Investing.com -- Oil prices settled lower on Tuesday, as traders fretted over the demand outlook following the diminishing prospect of an impending pivot in Federal Reserve interest rate policy early next year.
By 14:30 ET, the West Texas Intermediate crude futures had fallen by 3.8% to $68.61 per barrel. The Brent oil futures expiring in February had slipped by 3.5% to $73.35 a barrel.
Annual headline consumer price growth edged down to 3.1% last month, decelerating from 3.2% in October, according to data from the Bureau of Labor Statistics on Tuesday. Month-on-month, the reading inched up by 0.1%. Economists had forecast the measures at 3.1% and 0.0%, respectively.

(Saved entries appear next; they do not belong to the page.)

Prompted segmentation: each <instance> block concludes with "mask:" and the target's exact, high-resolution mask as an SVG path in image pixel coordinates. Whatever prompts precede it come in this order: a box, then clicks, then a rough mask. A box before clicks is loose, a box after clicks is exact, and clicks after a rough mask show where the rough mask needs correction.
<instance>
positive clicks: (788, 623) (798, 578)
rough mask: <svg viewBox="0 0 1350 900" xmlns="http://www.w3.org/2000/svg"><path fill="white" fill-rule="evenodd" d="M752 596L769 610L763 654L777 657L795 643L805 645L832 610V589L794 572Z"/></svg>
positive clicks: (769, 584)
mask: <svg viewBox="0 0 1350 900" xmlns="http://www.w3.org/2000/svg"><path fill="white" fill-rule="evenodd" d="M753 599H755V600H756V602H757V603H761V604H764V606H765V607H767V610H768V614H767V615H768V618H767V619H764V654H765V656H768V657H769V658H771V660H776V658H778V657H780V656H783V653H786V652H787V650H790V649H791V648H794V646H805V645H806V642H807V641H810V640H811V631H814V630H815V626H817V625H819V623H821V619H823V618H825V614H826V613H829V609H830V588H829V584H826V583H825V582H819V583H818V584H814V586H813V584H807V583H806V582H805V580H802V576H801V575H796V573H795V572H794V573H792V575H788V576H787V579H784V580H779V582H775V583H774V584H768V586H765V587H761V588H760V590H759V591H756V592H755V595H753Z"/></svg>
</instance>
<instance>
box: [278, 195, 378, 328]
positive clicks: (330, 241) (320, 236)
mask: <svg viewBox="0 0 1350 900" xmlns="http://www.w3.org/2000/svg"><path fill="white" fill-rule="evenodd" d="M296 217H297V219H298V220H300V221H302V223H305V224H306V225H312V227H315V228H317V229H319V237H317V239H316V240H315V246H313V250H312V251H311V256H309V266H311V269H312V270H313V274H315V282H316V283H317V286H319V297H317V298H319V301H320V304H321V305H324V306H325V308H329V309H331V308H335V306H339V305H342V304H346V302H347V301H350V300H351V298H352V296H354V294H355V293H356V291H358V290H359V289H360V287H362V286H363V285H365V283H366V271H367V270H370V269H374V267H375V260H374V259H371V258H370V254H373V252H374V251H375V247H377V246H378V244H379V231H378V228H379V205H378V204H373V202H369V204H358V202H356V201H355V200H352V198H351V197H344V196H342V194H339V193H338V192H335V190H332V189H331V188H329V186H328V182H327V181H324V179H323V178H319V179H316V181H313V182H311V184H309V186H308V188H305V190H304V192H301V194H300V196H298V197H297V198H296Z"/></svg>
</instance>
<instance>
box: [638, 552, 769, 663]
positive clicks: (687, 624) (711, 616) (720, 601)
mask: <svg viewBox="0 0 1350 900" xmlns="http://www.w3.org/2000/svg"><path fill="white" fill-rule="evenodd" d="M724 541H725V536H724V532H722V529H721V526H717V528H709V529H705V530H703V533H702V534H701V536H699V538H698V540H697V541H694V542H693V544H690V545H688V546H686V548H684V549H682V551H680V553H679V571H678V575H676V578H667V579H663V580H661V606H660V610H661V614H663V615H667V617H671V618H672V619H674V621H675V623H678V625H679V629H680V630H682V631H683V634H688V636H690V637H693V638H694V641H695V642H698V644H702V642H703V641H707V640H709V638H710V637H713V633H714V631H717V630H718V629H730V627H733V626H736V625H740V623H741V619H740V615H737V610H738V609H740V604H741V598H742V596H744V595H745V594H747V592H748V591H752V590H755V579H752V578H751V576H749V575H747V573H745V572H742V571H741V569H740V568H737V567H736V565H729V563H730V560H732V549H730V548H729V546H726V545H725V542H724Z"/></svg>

The closely-watched "core" figure, which strips out volatile items like food and energy, rose by 4.0% annually, in line with the prior month. On a monthly basis, underlying price gains came in at 0.3%, a marginally faster pace than 0.2% in October. Both matched estimates.
The numbers threatened to exacerbate fears that Fed policymakers may leave interest rates at high levels for a longer than anticipated period of time, a trend that could eat away at demand in the world's biggest fuel consumer.
Also darkening the demand picture was data over the weekend which showed that top oil importer China slipped further into deflation in November, raising more concerns over slowing economic activity in the country.
Overall, the near-term outlook for oil remains dour, particularly with global monetary conditions likely to remain restrictive. Underwhelming production cuts from the Organization of the Petroleum Exporting Countries and its allies including Russia (OPEC+) have also dampened sentiment.